Cibinqo

— THERAPEUTIC CATEGORIES —
  • Atopic dermatitis

Cibinqo Generic Name & Formulations

General Description

Abrocitinib 50mg, 100mg, 200mg; tabs.

Pharmacological Class

Janus kinase (JAK) inhibitor.

How Supplied

Tabs—30

How Supplied

Tablets

  • 50mg: pink, oval, debossed with "PFE" on one side and "ABR 50" on the other.
  • 100mg: pink, round, debossed with "PFE" on one side and "ABR 100: on the other.
  • 200mg: pink, oval, debossed with "PFE" on one side and "ABR 200" on the other.

Storage

Store Cibinqo at 20°C to 25°C (68°F to 77°F), excursions permitted between 15°C to 30°C (59°F to 86°F).

Keep in original package. 

Manufacturer

Generic Availability

NO

Mechanism of Action

Abrocitinib reversibly inhibits JAK1 by blocking the adenosine triphosphate (ATP) binding site. The relevance of inhibition of specific JAK enzymes to therapeutic effectiveness is not currently known.

Cibinqo Indications

Indications

For patients with refractory, moderate to severe atopic dermatitis whose disease is not adequately controlled with other systemic drug products, including biologics, or when use of those therapies is inadvisable.

Limitations of Use

Not recommended in combination with other JAK inhibitors, biologic immunomodulators, or with other immunosuppressants.

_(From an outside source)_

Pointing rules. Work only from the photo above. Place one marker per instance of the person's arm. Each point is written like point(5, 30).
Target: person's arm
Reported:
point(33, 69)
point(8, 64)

Cibinqo Dosage and Administration

Prior to Treatment Evaluations

Before initiating Cibinqo, perform the following tests and evaluations:

  • Tuberculosis (TB) infection evaluation.
    • Initiation is not recommended in patients with active TB or those with a negative latent TB test who are at high risk for TB; start preventive therapy for latent TB prior to initiating.
  • Viral hepatitis screening in accordance with clinical guidelines.
    • Not recommended in patients with active hepatitis B or hepatitis C.
  • Complete blood count.
    • Not recommended in patients with a platelet count
      <150,000/mm3, an absolute lymphocyte count <500/mm3, an absolute neutrophil count <1,000/mm3, or a hemoglobin value <8g/dL.
  • Complete any necessary immunizations, including herpes zoster vaccinations, in agreement with current immunization guidelines.

Adult

Swallow whole. Use lowest effective dose to maintain response. 100mg once daily; if inadequate response, consider increasing to 200mg once daily; discontinue if adequate response not achieved with 200mg once daily. May be used with or without topical corticosteroids. Moderate renal impairment (eGFR 30–59mL/min): 50mg once daily; if inadequate response, consider increasing to 100mg once daily. Poor CYP2C19 metabolizers or concomitant strong CYP2C19 inhibitors: 50mg once daily; if inadequate response, consider increasing to 100mg once daily; discontinue therapy if inadequate response after dosage increase to 100mg once daily.

Children

<12yrs: not established.

Renal impairment

Mild renal impairment (eGFR 60-89mL/min): 100mg once daily.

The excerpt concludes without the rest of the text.